Growing up in Bangalore, Gomes' main access to information was the two books a month he and his mother, a schoolteacher, could each borrow from the British Consul library.

He was the first in his family to attend college. When Gomes talks about his passion for working on products that can open the world's store of knowledge, even to poor boys and girls in India, it's easy to hear the echo of a kid growing up in a poor nation, trying to teach himself computer programming without a manual -- or a Google -- to explain it.

Because of Google's tremendous growth since 2002, the title "search czar" is no longer relevant to how the company manages search. What Gomes does now is oversee what computer scientists call "UI," or user interface. In refining snippets and tracking user habits, Gomes and the teams of search engineers oversee what could be the world's largest psychology experiment.

For a large share of its traffic, Google is constantly experimenting with small parts of how it displays search results to see whether those tweaks improve people's experience. To speed users to their results a few milliseconds faster, for example, Google does lab studies to track how users' eyes travel on a page, so it can place information in the best spot on the page.

"That part of it, how the brain works, and how the conscious and subconscious part fit together, and help us build a better product, I find really fascinating," said Gomes, whose doctoral thesis was on modeling computers to mimic human thought.

Separate trails to U.S.

Bharat and Gomes found their way from Bangalore to Silicon Valley separately. After earning his doctorate at University of California, Berkeley, Gomes was working at Sun Microsystems in 1999, trying to make its Java software run faster. Bharat tracked down his boyhood friend and told him about a startup he'd joined in Mountain View that Bharat believed would become the world's top search engine.

Gomes, who lives in nearby Palo Alto, hasn't completely embraced the California outdoor lifestyle of running and rock climbing. "I don't like sweating," he said.
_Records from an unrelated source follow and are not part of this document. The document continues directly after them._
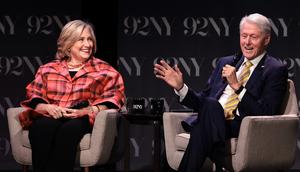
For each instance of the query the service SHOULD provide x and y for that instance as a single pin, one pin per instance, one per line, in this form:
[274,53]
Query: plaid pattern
[96,82]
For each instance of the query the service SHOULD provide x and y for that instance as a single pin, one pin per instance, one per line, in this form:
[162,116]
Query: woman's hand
[172,76]
[80,112]
[54,110]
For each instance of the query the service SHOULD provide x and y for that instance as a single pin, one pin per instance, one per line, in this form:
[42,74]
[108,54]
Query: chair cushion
[182,139]
[83,145]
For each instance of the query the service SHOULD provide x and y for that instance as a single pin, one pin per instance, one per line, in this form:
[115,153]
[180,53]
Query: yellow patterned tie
[233,100]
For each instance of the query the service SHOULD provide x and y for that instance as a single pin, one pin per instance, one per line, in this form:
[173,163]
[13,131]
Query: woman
[65,96]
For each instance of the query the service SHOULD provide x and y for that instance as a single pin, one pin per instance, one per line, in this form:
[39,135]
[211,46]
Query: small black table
[143,119]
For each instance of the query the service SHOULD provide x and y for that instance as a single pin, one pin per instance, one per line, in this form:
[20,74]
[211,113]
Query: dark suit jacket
[266,88]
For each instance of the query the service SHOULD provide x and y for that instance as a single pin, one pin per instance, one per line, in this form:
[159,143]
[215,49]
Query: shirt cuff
[182,92]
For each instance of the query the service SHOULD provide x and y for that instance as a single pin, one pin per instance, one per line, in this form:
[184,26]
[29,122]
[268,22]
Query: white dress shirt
[228,90]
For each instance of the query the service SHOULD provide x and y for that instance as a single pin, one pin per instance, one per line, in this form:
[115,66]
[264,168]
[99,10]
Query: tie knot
[248,64]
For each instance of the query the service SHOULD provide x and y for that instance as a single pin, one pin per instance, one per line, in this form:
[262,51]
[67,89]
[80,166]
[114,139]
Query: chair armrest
[172,127]
[102,139]
[15,133]
[271,138]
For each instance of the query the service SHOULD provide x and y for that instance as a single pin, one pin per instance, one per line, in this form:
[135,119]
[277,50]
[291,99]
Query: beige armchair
[265,143]
[94,148]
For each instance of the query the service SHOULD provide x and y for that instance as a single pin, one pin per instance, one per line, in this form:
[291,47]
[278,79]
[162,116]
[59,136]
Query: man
[253,83]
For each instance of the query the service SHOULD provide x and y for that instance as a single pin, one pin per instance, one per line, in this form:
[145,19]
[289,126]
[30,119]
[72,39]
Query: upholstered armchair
[265,143]
[94,148]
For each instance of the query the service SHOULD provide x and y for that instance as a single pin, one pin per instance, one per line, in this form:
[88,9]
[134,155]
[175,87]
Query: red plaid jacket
[97,82]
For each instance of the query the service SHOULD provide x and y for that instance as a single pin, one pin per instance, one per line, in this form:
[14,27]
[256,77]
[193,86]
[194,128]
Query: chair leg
[86,169]
[25,168]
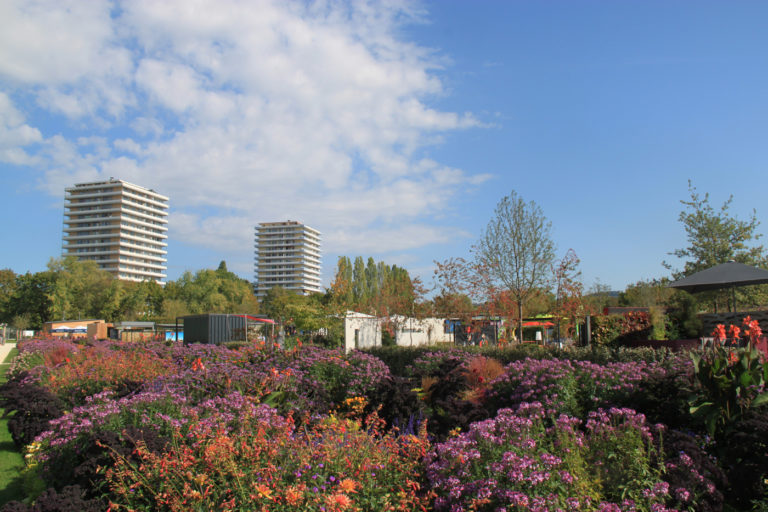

Instead, he's a lover of reading, cinema and debating politics, and he believes that writing computer code is not that different from creating art.

"You see something coming alive in front of you, and it really is alive -- it does things," Gomes said of programming. "People working on computers often are characterized in a certain way, and I don't think that captures that joy of creation."

This past Christmas, Gomes' girlfriend surprised him with a gift she'd found on eBay -- a ZX Spectrum.

"It was," he said, "the most awesome present."